Every building in Detroit has a story — we're here to share it

Annex Theatre

What's with the weird name? Well, the Annex Theatre was built just down Grand River Avenue from the Grand Riviera Theatre to serve as an overflow theater of sorts.

Like its parent theater, the Annex was an atmospheric theater designed by architect John Eberson. This scaled down theater borrowed the Riviera's style, putting the audience in a simulated garden "with twinkling electric stars and moving white clouds projected on the dark blue ceiling," according to "Opera House, Nickel Show and Palace" by architecture historian Andrew Craig Morrison. "The sides of the auditorium were designed as building facades and garden walls, with windows lighted from within, and artificial trees and vines as adornment. White doves were suspended from the ceiling as if in flight. The house lights dimmed for the show in an imitation sunset."

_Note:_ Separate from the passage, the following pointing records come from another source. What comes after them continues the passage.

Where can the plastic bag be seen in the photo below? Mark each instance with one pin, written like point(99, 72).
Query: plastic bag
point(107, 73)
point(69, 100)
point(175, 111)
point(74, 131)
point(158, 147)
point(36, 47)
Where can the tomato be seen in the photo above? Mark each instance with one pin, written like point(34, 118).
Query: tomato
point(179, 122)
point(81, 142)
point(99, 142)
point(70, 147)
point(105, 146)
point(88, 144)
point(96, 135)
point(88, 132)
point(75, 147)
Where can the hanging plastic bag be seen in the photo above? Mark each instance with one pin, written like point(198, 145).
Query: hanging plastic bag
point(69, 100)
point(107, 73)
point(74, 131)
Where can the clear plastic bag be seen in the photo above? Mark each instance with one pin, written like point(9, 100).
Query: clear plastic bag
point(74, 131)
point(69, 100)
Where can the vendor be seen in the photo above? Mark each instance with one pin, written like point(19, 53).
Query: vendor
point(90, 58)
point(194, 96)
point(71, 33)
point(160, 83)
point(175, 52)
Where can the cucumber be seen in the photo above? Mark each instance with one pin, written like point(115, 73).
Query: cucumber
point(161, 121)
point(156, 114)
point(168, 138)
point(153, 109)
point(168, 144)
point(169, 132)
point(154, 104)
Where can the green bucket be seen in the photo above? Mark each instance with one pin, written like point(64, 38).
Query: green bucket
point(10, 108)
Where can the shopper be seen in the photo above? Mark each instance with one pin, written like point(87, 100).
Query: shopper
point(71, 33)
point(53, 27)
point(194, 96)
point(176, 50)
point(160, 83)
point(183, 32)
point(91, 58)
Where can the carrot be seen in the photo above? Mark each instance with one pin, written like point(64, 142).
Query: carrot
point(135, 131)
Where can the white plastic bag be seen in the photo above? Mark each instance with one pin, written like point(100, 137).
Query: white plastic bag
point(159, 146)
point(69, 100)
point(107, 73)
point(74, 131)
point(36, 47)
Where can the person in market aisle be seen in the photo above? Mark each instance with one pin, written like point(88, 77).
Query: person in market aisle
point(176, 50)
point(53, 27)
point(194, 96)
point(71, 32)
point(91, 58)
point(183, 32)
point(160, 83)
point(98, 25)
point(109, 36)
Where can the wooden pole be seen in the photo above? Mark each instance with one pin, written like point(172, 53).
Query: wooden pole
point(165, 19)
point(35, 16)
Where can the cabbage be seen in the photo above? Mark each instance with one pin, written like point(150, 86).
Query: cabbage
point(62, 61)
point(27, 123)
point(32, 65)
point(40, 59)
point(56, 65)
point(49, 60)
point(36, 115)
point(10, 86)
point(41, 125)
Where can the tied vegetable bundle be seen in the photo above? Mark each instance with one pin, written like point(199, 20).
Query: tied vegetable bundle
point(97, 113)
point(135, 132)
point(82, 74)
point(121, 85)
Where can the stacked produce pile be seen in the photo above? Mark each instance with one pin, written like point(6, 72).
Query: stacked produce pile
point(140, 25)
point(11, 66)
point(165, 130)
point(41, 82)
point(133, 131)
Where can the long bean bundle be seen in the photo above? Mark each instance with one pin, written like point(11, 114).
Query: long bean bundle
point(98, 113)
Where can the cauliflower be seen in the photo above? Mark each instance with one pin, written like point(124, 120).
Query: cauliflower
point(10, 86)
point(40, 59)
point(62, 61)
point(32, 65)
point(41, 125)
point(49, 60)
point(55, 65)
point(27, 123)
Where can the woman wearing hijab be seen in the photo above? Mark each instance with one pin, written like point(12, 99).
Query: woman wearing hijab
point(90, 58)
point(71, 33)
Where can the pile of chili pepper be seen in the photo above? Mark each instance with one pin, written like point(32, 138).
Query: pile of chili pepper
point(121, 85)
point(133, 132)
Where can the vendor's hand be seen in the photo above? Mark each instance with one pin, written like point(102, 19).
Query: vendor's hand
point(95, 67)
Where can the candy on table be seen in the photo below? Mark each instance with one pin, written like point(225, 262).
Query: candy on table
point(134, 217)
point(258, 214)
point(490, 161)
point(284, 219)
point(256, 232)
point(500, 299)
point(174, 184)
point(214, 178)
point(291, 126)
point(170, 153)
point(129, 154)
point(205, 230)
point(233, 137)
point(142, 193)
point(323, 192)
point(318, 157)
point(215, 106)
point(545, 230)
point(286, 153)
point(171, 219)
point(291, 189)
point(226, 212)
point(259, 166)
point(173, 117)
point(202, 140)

The theater sat 1,824 people. Unlike its big brother, the Annex did not have a balcony. This was the only known design by the Eberson firm like this, according to Detroit theater historian John Lauter.

The Annex opened Feb. 4, 1927. When its owners decided to consolidate their dwindling crowds in the Grand Riviera, the Annex was closed in 1949. It was demolished in 1954.

Its Robert Morton theatre pipe organ was removed just prior to demolition and saw service in a Minneapolis church for years, and was just removed from that building recently, according to Lauter.

A nondescript beauty school sits on the site today.